C.D. Howe Institute suggests increase in March the best path forward
The Bank of Canada should maintain its goal for the overnight rate, its benchmark policy interest rate, at 4.25% on January 25th, according to the Monetary Policy Council (MPC) of the C.D. Howe Institute. In addition, the Council suggested that the Bank increase its target overnight rate to 4.50% at the next announcement in March, maintain it there until July, and then reduce it to 4.25% by January 2024.
The Bank of Canada's council members provide suggestions for the announcements that will be made soon, six months, and a year from now. The median vote of those in attendance serves as the formal recommendation for each pronouncement by the Council.

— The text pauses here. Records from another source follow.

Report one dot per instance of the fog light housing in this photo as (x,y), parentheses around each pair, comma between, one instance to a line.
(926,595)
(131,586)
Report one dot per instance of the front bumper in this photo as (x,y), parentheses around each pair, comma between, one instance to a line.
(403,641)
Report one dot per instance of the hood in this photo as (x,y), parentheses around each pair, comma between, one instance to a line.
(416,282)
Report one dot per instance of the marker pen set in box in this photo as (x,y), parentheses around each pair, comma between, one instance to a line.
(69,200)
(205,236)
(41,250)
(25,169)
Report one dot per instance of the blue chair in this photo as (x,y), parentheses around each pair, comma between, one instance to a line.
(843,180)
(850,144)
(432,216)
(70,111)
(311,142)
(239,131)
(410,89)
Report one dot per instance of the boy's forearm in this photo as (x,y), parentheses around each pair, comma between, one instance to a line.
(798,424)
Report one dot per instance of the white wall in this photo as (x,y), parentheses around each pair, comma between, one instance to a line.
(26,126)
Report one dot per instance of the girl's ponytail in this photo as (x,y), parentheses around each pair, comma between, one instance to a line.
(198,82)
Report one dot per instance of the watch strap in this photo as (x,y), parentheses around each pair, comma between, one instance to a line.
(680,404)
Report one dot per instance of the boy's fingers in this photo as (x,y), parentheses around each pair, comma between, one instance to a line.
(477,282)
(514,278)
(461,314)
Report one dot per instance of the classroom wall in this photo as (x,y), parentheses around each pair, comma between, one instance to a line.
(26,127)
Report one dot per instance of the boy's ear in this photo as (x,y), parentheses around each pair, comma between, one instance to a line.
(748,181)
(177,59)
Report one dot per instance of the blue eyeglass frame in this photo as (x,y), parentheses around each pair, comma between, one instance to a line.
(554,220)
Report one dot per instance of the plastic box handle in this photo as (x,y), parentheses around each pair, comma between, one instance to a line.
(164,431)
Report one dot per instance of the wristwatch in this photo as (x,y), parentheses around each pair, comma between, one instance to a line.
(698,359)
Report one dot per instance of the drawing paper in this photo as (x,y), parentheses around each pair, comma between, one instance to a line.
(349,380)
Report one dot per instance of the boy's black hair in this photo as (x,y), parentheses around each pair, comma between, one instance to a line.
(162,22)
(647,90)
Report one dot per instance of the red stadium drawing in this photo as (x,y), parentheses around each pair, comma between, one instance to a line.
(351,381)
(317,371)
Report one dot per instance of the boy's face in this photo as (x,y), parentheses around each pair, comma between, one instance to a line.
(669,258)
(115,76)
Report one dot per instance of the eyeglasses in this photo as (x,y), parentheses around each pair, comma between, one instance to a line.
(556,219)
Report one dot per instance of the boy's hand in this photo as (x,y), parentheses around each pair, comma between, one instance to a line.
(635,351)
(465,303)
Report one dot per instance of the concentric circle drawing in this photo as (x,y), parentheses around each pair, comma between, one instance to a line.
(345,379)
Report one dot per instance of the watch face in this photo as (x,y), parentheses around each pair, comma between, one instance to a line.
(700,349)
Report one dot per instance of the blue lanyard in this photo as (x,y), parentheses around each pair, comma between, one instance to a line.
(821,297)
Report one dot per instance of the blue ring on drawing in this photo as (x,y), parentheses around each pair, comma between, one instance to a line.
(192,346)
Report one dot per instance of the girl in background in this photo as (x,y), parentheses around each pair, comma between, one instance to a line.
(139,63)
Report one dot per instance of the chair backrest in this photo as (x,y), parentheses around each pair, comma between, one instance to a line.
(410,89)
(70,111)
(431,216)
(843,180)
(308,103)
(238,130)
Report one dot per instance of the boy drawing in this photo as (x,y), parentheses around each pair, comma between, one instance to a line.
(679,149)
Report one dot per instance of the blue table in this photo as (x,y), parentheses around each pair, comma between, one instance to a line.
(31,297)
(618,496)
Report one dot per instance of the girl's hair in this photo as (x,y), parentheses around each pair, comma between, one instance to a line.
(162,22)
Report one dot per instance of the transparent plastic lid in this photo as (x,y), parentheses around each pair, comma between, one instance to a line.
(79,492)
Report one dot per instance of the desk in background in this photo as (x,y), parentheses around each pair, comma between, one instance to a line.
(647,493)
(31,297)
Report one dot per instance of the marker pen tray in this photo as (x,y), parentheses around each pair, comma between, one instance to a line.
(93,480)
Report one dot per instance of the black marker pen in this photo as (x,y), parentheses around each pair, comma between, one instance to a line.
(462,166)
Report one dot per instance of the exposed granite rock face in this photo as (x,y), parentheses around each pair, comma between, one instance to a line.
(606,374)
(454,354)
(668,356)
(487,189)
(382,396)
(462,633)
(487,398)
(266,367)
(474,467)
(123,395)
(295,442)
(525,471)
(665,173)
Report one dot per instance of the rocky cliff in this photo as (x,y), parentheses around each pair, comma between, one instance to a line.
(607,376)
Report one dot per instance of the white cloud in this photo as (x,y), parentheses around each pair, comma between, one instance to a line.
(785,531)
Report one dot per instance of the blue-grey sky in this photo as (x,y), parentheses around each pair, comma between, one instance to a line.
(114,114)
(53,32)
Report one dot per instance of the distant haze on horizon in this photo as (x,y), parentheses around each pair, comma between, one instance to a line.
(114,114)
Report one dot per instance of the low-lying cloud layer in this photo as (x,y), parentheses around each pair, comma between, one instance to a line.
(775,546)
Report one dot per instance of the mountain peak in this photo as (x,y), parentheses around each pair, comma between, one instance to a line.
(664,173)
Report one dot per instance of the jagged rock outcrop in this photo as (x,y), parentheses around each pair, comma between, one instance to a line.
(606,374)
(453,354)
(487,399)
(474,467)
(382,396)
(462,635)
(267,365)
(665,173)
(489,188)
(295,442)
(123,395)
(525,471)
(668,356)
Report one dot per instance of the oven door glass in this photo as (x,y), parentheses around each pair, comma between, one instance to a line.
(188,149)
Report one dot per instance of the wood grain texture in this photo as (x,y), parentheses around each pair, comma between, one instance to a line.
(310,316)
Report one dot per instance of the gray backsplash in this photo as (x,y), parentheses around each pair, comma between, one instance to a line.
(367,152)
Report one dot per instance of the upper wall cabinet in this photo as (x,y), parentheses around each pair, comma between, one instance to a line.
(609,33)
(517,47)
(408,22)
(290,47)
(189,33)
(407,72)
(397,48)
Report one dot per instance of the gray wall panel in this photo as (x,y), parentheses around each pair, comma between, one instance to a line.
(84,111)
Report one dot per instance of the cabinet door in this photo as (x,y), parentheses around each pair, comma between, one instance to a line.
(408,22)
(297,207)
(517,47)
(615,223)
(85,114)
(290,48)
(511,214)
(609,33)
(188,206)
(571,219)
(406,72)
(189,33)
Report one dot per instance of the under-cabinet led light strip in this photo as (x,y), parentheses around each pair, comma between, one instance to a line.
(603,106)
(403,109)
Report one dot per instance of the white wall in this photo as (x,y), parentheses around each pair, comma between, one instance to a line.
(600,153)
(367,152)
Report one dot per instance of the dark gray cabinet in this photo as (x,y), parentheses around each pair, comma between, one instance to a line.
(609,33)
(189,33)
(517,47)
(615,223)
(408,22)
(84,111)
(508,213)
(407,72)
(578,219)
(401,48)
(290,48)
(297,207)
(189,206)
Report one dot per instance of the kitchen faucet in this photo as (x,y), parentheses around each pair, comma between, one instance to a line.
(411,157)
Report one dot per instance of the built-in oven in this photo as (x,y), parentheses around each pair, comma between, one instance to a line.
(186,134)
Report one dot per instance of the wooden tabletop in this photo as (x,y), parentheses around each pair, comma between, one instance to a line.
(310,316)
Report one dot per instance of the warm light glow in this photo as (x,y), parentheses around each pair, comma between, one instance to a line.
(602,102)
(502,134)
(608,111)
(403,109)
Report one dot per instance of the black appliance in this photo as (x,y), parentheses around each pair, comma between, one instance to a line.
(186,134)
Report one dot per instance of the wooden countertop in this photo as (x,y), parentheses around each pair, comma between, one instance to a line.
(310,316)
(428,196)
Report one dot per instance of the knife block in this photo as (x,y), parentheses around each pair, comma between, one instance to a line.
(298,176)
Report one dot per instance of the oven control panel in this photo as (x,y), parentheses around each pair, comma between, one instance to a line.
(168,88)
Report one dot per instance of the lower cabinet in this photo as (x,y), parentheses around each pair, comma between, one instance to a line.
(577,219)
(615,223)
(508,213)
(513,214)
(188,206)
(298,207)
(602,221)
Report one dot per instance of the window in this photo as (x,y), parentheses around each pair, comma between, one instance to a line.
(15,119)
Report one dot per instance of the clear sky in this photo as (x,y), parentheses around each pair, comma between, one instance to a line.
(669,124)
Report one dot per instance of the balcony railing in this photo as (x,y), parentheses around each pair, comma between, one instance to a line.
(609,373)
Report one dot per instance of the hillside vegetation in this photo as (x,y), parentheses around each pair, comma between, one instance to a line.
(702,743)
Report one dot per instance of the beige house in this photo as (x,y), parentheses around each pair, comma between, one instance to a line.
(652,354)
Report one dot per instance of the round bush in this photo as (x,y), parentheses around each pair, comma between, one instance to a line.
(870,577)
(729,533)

The suggestion is rounded in the direction of the prior setting when the median vote does not increase by 25 basis points, as it did this time for the next setting.
The Council also expresses an opinion on whether the Bank should continue, slow down, or accelerate the anticipated decline in its holdings of Canadian government bonds. Most voters wanted the Bank to continue reducing at its anticipated rate.
For the Council's decision on the future announcement, the tie-breaking rounding of a split vote in favour of the previous setting mattered, with four of the eight members present favouring a goal for the overnight rate of 4.25% and four favouring a target of 4.50%. Three members favoured 4.25%, four favoured 4.50%, and one favoured 4.75% in the vote for the March setting.
The range had broadened by July, when two members called for a further increase to 4.75% and one member proposed lowering the overnight rate to 4.00%. With two members advocating for a rate of 3.75% and one pushing for a rate of 5.00% by January 2024, the range around the 4.25% median vote had grown even further.
Currently, the Bank of Canada's approach to its holdings of Canadian government bonds is to do nothing but wait for them to mature before adding to them. The Bank of Canada was urged to speed up the decrease by selling bonds between now and the date of its next announcement of the overnight rate, while the other six council members urged the Bank to stick to its current plan.
The MPC's votes on the impending overnight rate setting were evenly divided, and the widening range around the median votes for future settings indicated that there were differing opinions among the committee as to how much more monetary constraint was required to get inflation back on target. This division was caused in part by divergent opinions on outside circumstances, such as the impact of China's reopening from COVID and further pressure on food and energy prices from Russia's invasion of Ukraine.
The severe slowdown in monetary aggregates, indications of waning consumer demand, and a weaker property market were among the data highlighted by the group favouring no more hikes in the overnight rate goal and reduction over the upcoming year. The fact that recent weakening in the monetary aggregates has not negated prior expansion and that the labour market is still tight were two of the signs highlighted by the group in favour of additional increases in the overnight rate.
Members raised the possibility of using bond sales to demonstrate the Bank's commitment to bringing inflation back to goal while also noting that the bond market rise over the last three months has eased financial conditions generally and kept mortgage rates low in particular. Other participants pointed out that between now and the next announcement date, a sizable number of bonds will mature, and other participants claimed that the uncertainty surrounding US fiscal and debt-management strategy may make this a poor time to sell bonds.
The MPC will vote again on March 2, 2023, before the Bank of Canada announces its interest rate on March 8.